Frequently Asked Questions

How many units does Serenity Breeze have?
Serenity Breeze is a boutique development with just 12 units across 5 storeys, completed in 2017. This makes it one of the smallest private condominiums in the Telok Kurau area.
What is the nearest MRT station to Serenity Breeze?
Marine Terrace MRT (Thomson-East Coast Line) is the closest at approximately 0.78 km.
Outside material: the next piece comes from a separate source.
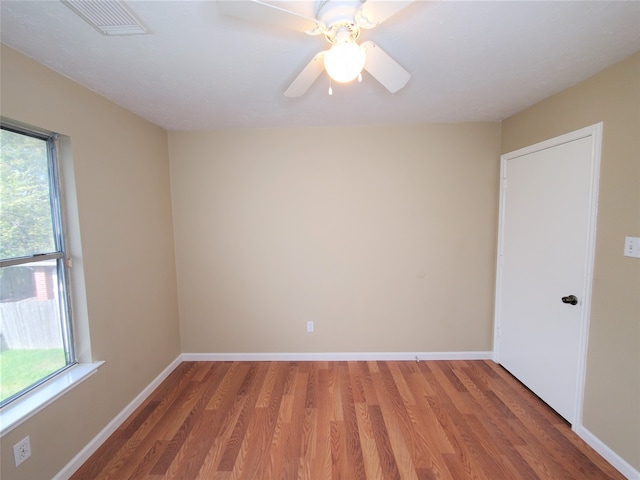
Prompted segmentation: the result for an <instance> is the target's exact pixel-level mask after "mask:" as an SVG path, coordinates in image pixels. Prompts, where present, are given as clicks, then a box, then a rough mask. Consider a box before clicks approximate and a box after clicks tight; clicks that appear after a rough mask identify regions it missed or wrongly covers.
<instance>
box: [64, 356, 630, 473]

Kembangan MRT (East-West Line) is slightly further at 0.82 km, offering a second line for commuters heading west or to Tampines.
What schools are near Serenity Breeze?
Telok Kurau Primary School is just 160 metres away — an exceptional proximity that places residents well within Phase 2A/2B for P1 registration balloting. Chung Cheng High School (Main) is 1.12 km, Canossa Catholic Primary is 1.24 km, and the Canadian International School (Tanjong Katong) is approximately 1.39 km.
What is the PSF price range at Serenity Breeze?
Based on available transaction data, Serenity Breeze has traded in the range of approximately S$974 to S$1,742 psf, with recent 2025–2026 transactions at the higher end. This represents a 30–40% discount to new-launch D15 peers like Grand Dunman and Emerald of Katong.
Is Serenity Breeze freehold?
Yes. Serenity Breeze is a freehold development — a meaningful advantage in District 15, where most large new launches (Grand Dunman, Emerald of Katong, Tembusu Grand) are on 99-year leasehold terms.
How does Serenity Breeze compare to The Continuum and Amber Park?
The Continuum (816 units, freehold, ~$2,790 psf) and Amber Park (592 units, freehold, ~$2,540 psf) offer substantially more facilities and larger communities at a 45–60% PSF premium. Serenity Breeze trades these advantages for genuine boutique privacy, lower maintenance fees, and a quieter residential street well away from the busier Amber/Meyer Road corridor.